Yuen's personal vision, as well as that of her company, is to revolutionise current practices in the architectural and construction fields to promote environmental considerations, reduce urban heat islands (metropolitan areas that are significantly warmer than their surrounding rural areas) and improve air ventilation through architecture and design. She advises government bodies and developers on sustainable master planning, renewable energy projects, air-ventilation assessments, corporate sustainability and climate-change services, and carbon audit and management.

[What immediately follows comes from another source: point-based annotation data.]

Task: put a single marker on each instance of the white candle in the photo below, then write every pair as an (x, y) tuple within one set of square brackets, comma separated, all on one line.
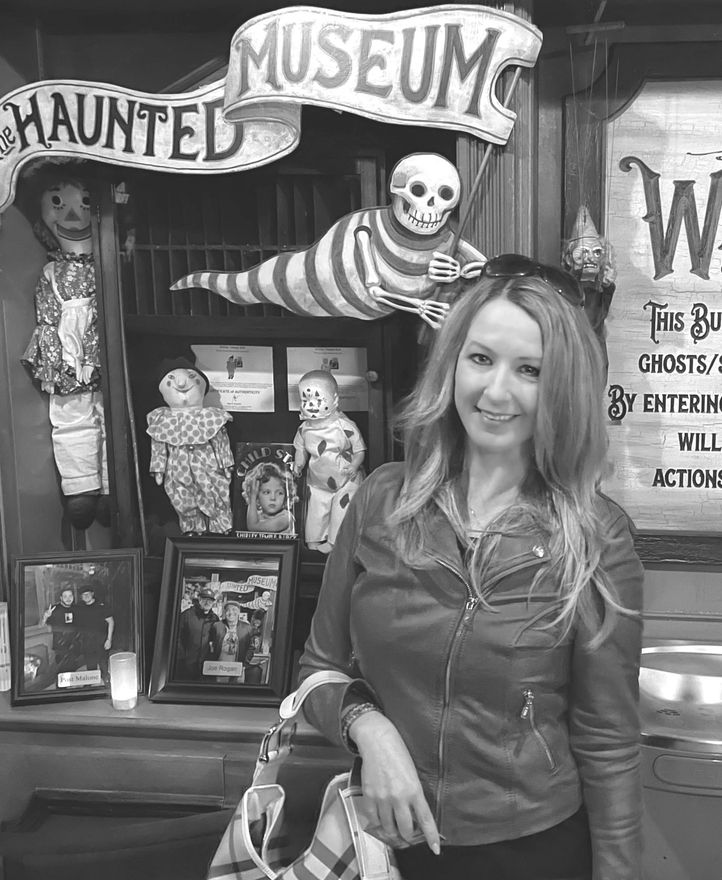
[(4, 648), (124, 680)]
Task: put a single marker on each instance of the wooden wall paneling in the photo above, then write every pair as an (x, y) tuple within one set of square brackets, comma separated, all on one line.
[(632, 65), (127, 517)]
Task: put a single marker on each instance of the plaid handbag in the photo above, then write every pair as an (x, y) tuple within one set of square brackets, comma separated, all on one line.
[(253, 847)]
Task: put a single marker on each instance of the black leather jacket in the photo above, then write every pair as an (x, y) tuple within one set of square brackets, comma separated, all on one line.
[(509, 731)]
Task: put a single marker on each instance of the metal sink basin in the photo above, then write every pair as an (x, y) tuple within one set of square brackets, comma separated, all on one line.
[(682, 674)]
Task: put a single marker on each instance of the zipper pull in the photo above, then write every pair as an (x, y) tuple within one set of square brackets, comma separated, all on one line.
[(528, 707), (471, 604)]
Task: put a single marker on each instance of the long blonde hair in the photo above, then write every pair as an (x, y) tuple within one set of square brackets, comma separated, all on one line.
[(569, 453)]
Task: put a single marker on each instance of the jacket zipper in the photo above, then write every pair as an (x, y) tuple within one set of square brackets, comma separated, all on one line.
[(527, 713), (470, 606)]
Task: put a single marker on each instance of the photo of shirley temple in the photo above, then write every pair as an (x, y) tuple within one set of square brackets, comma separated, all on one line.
[(269, 491)]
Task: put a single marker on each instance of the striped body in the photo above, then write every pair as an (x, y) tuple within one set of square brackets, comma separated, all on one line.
[(327, 279)]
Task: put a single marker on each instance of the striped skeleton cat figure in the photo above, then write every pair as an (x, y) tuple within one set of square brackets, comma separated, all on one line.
[(371, 261)]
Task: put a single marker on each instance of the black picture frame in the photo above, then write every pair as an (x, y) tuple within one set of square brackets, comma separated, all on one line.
[(198, 658), (58, 645)]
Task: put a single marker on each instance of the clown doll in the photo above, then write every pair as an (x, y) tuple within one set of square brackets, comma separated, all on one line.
[(63, 353), (332, 446), (190, 450)]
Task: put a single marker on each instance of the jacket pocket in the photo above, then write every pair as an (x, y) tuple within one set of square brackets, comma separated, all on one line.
[(527, 715)]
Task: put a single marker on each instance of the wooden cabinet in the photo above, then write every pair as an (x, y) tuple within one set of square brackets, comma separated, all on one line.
[(153, 228)]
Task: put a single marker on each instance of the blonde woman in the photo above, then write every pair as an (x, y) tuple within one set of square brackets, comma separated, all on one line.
[(484, 596)]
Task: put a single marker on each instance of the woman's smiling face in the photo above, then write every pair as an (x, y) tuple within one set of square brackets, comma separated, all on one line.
[(496, 383)]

"I was always interested in fluids and how things move," Yuen says. "When I came to Hong Kong, I was interested to see how buildings interacted to disperse the pollution and exhaust fumes through air movement. I started looking at the planning of Hong Kong and that's when I started helping the planning department to come up with outline zoning plans to improve the ventilation."
Some of the planning projects that Yuen has been involved in include air ventilation assessments in Shau Kei Wan, Kowloon Bay and Causeway Bay. She has also been involved in town planning and architectural projects such as the Tung Chung 37 Residential Project and the Marriot Courtyard Hotel in Sha Tin.

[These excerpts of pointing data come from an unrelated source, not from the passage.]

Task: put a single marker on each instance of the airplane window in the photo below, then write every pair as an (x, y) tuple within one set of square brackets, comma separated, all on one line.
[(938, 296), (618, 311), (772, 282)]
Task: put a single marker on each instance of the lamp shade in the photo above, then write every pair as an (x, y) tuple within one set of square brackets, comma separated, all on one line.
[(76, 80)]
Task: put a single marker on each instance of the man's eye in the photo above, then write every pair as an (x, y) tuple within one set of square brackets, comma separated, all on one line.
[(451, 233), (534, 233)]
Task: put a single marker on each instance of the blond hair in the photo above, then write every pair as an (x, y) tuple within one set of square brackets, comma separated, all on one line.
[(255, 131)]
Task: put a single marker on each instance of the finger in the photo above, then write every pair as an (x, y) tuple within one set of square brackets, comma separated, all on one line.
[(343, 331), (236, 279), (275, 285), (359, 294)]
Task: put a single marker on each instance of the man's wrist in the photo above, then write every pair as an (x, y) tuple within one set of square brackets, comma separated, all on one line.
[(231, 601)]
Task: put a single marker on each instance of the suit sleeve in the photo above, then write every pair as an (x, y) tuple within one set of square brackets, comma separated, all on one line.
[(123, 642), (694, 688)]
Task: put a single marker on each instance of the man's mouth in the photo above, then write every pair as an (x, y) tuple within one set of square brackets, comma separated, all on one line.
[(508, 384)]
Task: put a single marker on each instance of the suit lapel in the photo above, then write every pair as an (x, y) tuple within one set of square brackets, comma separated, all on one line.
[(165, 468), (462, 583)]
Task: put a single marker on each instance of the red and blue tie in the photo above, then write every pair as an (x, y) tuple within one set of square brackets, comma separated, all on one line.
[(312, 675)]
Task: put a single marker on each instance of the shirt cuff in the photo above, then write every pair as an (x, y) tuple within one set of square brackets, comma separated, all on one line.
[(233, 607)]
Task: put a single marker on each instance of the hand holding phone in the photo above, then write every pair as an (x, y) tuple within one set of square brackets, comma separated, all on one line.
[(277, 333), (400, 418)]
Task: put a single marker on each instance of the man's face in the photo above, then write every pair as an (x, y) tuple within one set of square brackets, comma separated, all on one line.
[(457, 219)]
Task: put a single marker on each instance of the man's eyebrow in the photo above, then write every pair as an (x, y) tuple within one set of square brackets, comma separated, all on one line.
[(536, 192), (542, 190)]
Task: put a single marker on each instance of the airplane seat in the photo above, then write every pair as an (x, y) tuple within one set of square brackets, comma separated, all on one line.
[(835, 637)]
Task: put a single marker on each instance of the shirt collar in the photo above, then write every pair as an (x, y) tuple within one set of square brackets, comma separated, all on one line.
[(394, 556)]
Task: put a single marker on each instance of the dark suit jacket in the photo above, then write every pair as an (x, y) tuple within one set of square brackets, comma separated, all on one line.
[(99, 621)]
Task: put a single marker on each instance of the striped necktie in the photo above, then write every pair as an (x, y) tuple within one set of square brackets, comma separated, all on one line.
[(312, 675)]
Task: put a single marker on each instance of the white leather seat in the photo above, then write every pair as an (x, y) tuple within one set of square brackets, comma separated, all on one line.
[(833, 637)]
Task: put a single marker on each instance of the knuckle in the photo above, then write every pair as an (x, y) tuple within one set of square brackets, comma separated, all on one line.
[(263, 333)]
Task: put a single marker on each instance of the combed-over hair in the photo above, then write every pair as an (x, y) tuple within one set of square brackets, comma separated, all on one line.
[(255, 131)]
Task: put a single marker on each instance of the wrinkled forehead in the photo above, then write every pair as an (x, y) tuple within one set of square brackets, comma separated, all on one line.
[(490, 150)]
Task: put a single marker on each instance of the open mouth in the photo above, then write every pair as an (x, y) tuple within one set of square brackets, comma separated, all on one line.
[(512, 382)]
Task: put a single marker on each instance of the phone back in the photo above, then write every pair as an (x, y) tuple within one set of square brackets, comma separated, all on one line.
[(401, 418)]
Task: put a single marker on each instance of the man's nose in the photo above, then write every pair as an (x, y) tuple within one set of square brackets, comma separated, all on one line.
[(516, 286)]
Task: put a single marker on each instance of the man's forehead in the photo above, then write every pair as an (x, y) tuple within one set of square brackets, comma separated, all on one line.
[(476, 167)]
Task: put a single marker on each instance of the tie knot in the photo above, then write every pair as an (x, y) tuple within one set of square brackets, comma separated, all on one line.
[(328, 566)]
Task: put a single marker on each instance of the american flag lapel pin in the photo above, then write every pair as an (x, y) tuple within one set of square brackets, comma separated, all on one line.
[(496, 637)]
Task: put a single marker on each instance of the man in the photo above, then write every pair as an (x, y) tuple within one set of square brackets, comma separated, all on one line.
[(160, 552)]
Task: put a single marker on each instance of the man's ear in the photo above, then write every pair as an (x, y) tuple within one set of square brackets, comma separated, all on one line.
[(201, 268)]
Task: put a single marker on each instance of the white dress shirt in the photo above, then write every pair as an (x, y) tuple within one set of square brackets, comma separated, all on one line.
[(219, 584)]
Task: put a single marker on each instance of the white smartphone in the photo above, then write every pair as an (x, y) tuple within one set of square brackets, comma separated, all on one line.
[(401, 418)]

While Yuen's business is making positive contributions to the environment, she is humble when asked if she feels she is making a difference.

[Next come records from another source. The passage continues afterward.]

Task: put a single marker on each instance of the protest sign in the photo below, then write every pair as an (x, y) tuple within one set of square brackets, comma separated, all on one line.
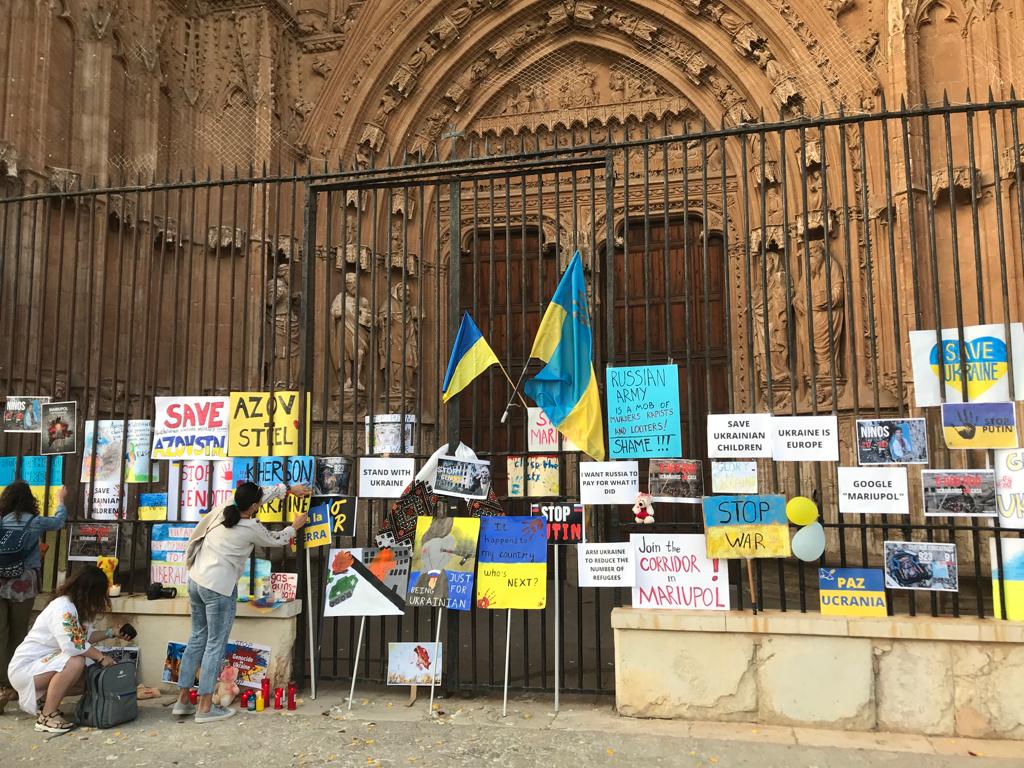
[(921, 565), (873, 491), (565, 521), (264, 424), (1010, 487), (985, 363), (24, 414), (58, 432), (605, 564), (676, 480), (512, 569), (851, 592), (367, 582), (805, 438), (87, 541), (541, 433), (643, 412), (747, 526), (414, 664), (979, 425), (892, 441), (674, 571), (733, 477), (442, 562), (167, 563), (384, 478), (958, 493), (1013, 581), (188, 427), (608, 482)]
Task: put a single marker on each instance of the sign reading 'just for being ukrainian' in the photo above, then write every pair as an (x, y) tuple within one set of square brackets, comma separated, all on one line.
[(852, 592)]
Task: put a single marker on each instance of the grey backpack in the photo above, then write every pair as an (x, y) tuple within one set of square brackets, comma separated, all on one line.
[(110, 696)]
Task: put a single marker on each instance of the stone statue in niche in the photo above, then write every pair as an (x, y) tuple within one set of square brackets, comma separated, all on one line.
[(351, 326)]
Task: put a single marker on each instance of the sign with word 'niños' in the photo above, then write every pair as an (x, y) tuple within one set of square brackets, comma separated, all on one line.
[(852, 592), (190, 428), (747, 526), (981, 359)]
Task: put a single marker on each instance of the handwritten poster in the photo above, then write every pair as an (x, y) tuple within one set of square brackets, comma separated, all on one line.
[(512, 570), (190, 428), (643, 412), (673, 571)]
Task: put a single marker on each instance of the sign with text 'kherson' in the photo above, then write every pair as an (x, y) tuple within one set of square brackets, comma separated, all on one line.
[(739, 526), (643, 412)]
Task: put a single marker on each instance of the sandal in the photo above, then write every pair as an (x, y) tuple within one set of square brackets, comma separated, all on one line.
[(52, 723)]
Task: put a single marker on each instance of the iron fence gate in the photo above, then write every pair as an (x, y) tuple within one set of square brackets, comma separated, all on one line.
[(781, 265)]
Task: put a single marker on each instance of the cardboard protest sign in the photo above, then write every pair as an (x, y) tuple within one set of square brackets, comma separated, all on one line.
[(1010, 487), (958, 493), (985, 361), (58, 431), (464, 478), (676, 480), (979, 425), (87, 541), (892, 441), (167, 563), (414, 664), (921, 565), (442, 562), (564, 520), (187, 427), (880, 491), (264, 424), (606, 564), (852, 592), (367, 582), (674, 571), (512, 568), (24, 414), (739, 435), (747, 526), (608, 482), (805, 438), (643, 412), (384, 478), (734, 477)]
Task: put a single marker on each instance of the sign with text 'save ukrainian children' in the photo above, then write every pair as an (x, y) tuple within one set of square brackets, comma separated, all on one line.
[(643, 412), (674, 571), (190, 428), (738, 435), (747, 526), (852, 592)]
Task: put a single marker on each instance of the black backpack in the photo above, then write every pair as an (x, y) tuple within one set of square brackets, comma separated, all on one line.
[(110, 696)]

"I don't think about it like that," she says. "I do it because it's interesting, and I feel fortunate I can find some use for my interests and apply them to something tangible. That excites me a lot. We're all just trying to do our bit."
Yuen was educated in Britain and boasts a successful career as a thermofluids specialist working for industry heavyweights such as Rolls Royce, Alstom Power gas turbines and Dyson cyclonic vacuum cleaners.
Perhaps it was her time at Dyson that offered a hint of her life's calling. "When I was working at Dyson, it was a very small company at the time and no one had heard of them," she says. "I worked in the R&D department, which was only me really, and I spent all day testing the [vacuum] cleaner and measuring its performance. The design involved a cyclone and I realised that what happens in household things can operate on a bigger scale."
She explains that this insight helped to build her knowledge about flow and movement, which defined her later career. "I realised that if flow can work in a vacuum cleaner and in buildings, then buildings are a lot more tangible and you can really make a change. The time to make a change is also so much shorter, so I moved into the building industry," she says.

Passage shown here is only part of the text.